Make sure you hit the Save button at the top right corner after each change:
Now that we have our API gateway created and configured, we need to retrieve its endpoint URI and provide it to the Intercom webhook. Copy the “Invoke URL” value from the API Gateway section in the Lambda function view:
Creating the Intercom webhook
Our Lambda microservice is created and exposed as an API. The next step is to instruct Intercom to hit the web service for every new message by sending a webhook.
In order to do this, head to the Intercom Developer Hub located here. From your dashboard navigate to Webhooks:
Then click on Create webhook in the top right corner to create a new webhook, and paste the Lambda service’s URI from the previous step into the “Webhook URL” field.

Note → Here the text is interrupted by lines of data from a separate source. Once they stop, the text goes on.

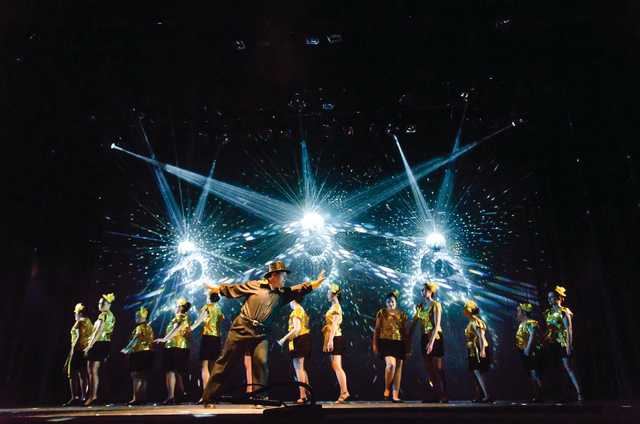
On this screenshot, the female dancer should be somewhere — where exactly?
[372,290,410,403]
[322,284,350,403]
[544,286,582,402]
[121,306,153,406]
[464,300,491,403]
[64,303,92,406]
[191,291,224,398]
[156,298,191,405]
[84,293,116,406]
[412,281,448,403]
[278,296,311,403]
[516,303,542,402]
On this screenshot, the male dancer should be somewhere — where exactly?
[202,261,325,408]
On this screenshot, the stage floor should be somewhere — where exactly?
[0,402,638,424]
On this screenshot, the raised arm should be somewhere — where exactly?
[205,281,260,299]
[427,303,442,353]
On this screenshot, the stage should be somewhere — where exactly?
[0,402,637,424]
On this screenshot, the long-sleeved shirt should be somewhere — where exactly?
[220,280,312,337]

The key events that we would like Intercom to notify our service upon are “New message from a user or lead” and “Reply from a user or lead”, both of which indicate a new message from a user has been posted.
Please note that for simplicity we are not encrypting the outgoing notifications in this example. In a real-world scenario you will most likely want to leverage this facility, since otherwise the recipient of the webhook will receive all your Intercom messages unencrypted.
Step 3. Connecting the pieces and launching the bot
We have created our AWS Lambda service, and instructed Intercom to ping it every time a new message is posted by a user. Now each time a user posts a message on Intercom, a notification similar to the one below will be sent to our web service:
The Lambda service parses these notifications, invokes TAP to see if they are offensive, and if it finds a message offensive, hits the Intercom API to respond to the offender with a random funny meme.
With the webhook being active and the service being exposed and configured, we are ready to test our bot.
Head to your Intercom widget and, well, send an offensive message–and be prepared to get busted by the troll bot!
And that’s it. We can now sit back, relax, and enjoy roasting trolls! 🙂
Note: To stop the bot, all you need to do is disable the webhook from the Intercom developer hub dashboard, to prevent it from invoking the Lambda script.
Things to try next:
- Adjust the minimum threshold for the confidence score (currently set to 0.5 in index.js) based on your preferences. A lower value will result in a higher number of meme responses and potentially more false positives, whereas a higher value will only trigger a meme response if the classifier is confident about a message being offensive.
- Download a dump of your previous (non-offensive) messages from Intercom as explained here and add the cleaned up messages to the “Not offensive” label in your TAP dataset and train a new model. This should improve the accuracy of the model and enable it to distinguish offensive and non-offensive messages better.